Two-dimensional Sb2Te3/MoSe2 van der Waals heterojunction for high-sensitivity photodetectors

Abstract

Photodetectors based on two-dimensional (2D) materials are revolutionizing optoelectronics by enabling high sensitivity, ultrafast response, and broadband detection. However, standalone 2D materials often suffer from high dark current, slow response times, and limited light absorption. Here, we demonstrate a high-performance photodetector based on a Sb₂Te₃/MoSe₂ van der Waals (vdW) heterojunction, leveraging the topologically protected surface states of Sb₂Te₃ and the strong light absorption of MoSe₂. The built-in electric field at the heterojunction interface enhances charge separation, suppresses recombination, and significantly reduces dark current.
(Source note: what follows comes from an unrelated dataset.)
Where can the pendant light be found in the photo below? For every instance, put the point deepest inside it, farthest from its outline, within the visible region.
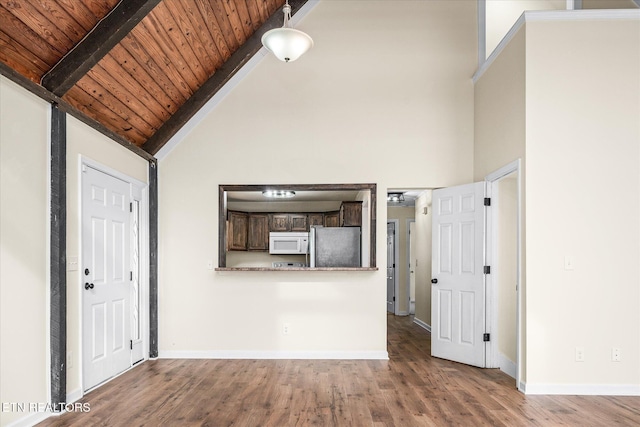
(287, 43)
As a result, the device exhibits a high detectivity of 5.14 × 10¹² Jones, an exceptional photoresponsivity of 178 A W⁻¹, and fast response times of 110 μs (rise) and 230 μs (fall) under 532 nm illumination at 1 V bias. Additionally, the heterojunction enables broadband photodetection spanning 532 to 1550 nm, making it suitable for optical communication and sensing applications. This work provides new insights into the integration of topological insulators with transition metal dichalcogenides (TMDs) to achieve next-generation optoelectronic devices with superior performance.